Count Matsudaira Norikata (松平 乗謨) was the 8th and final daimyō of Okutono in Mikawa Province, and 1st (and final) daimyō of Tanoguchi Domain in Shinano Province. He served in the Tokugawa shogunate in the positions of Rōjū and Wakadoshiyori, and became a leader in the Meiji government following the Meiji Restoration as a politician. He was one of the founders of the Japanese Red Cross. He is also known as Ogyū Yuzuru (大給恒).

==Biography==
Matsudaira was born in Okudono as the eldest son and heir to Matsudaira Noritoshi. His father retired in March 1852. The following year, with the arrival of American Commodore Matthew C. Perry and his fleet, the Shogunate increased military preparations against possible foreign invasion. Matsudaira was appointed Second Assistant Director to the Shogunal military, a largely ceremonial position, but one which enabled him to train the peasants of his domain into a rudimentary military force along western lines. In 1860, he was appointed master of ceremonies for the annual pilgrimage to the grave of Tokugawa Ieyasu in Nikkō. In 1863, he became obangashira, and rose to the ranks of the wakadoshiyori later that year. Towards the end of the year, he shifted the seat of his domain from Okudono to Tanoguchi. (Okudono domain was unusual in that it consisted of several small territories that were widely separated geographically). As Matsudaira was a proponent of western-style modernization of the military, he had his new castle built in the style of a western-style five-pointed star fort; this became Tatsuoka Castle. The domain was also called "Tatsuoka-han", after the location of the castle. Along with the Goryōkaku in Hakodate, Hokkaido, it is one of only two star forts in Japan.

Matsudaira disagreed with Matsudaira Yoshinaga with regards to the question of ending the sakoku national isolation policy and was expelled from the ranks of the wakadoshiyori, but was recalled for his military expertise the following year, and reinstated. He further rose to the ranks of the rōju in June 1866, which enabled him to participate in negotiations between the Tokugawa Shogunate and the Imperial Court later that year.

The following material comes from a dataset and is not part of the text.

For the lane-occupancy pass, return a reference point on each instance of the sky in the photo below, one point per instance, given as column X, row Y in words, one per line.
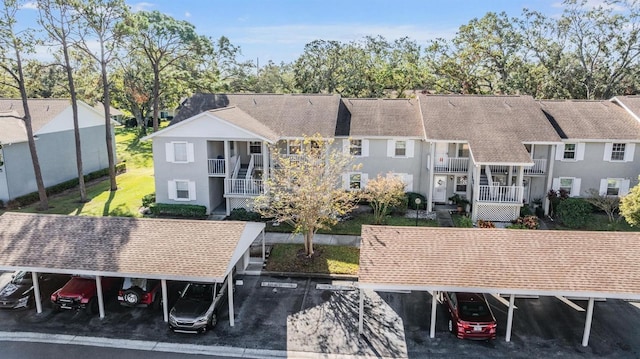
column 278, row 30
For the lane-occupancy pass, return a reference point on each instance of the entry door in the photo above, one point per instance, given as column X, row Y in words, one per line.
column 439, row 188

He also encouraged the Shogunate to hire French military advisors to help modernize its forces, and to expand on his concept of a peasant conscript army to supplement the traditional forces of the samurai warriors, along with taking steps to increase industrialization to increase Japan’s economic strength. However, before any of the steps to could take effect, the Boshin War of the Meiji Restoration began. Despite his nominal rank as a general of the Tokugawa armies, Matsudaira refused to take up arms against the Imperial armies and retired to his domain in Shinano to await the outcome. Arrested as a central figure in the Tokugawa government by Satchō Alliance leaders, Matsudaira was given a chance to prove his loyalty by leading a military force against the Ōuetsu Reppan Dōmei in northern Japan. After having accomplished this task, he was allowed to retain his position as daimyō of Tanoguchi.

Matsudaira changed his name officially in July 1869, dropping the Matsudaira name due to its associations with the Tokugawa clan and reverting to his family’s former name of Ogyu. In 1871, with the abolition of the han system, Ogyu was confirmed as appointed governor of Tanoguchi, until it was merged into the new Nagano Prefecture. In 1873, he entered the Meiji government, and was assigned the task of researching the medals and decorations issued by foreign governments, and developing an award system which would be suitable for Japan. In 1884, under the new kazoku peerage system, he was elevated to the rank of viscount (shishaku). The title was further raised to that of count (hakushaku) in 1907. He was also active with Sano Tsunetani in the founding of the Hakuaisha, the predecessor of the Japanese Red Cross. In 1909, he was asked to become a member of the Privy Council. Ogyu died the following year, and was awarded the Order of the Rising Sun with Paulownia clusters posthumously.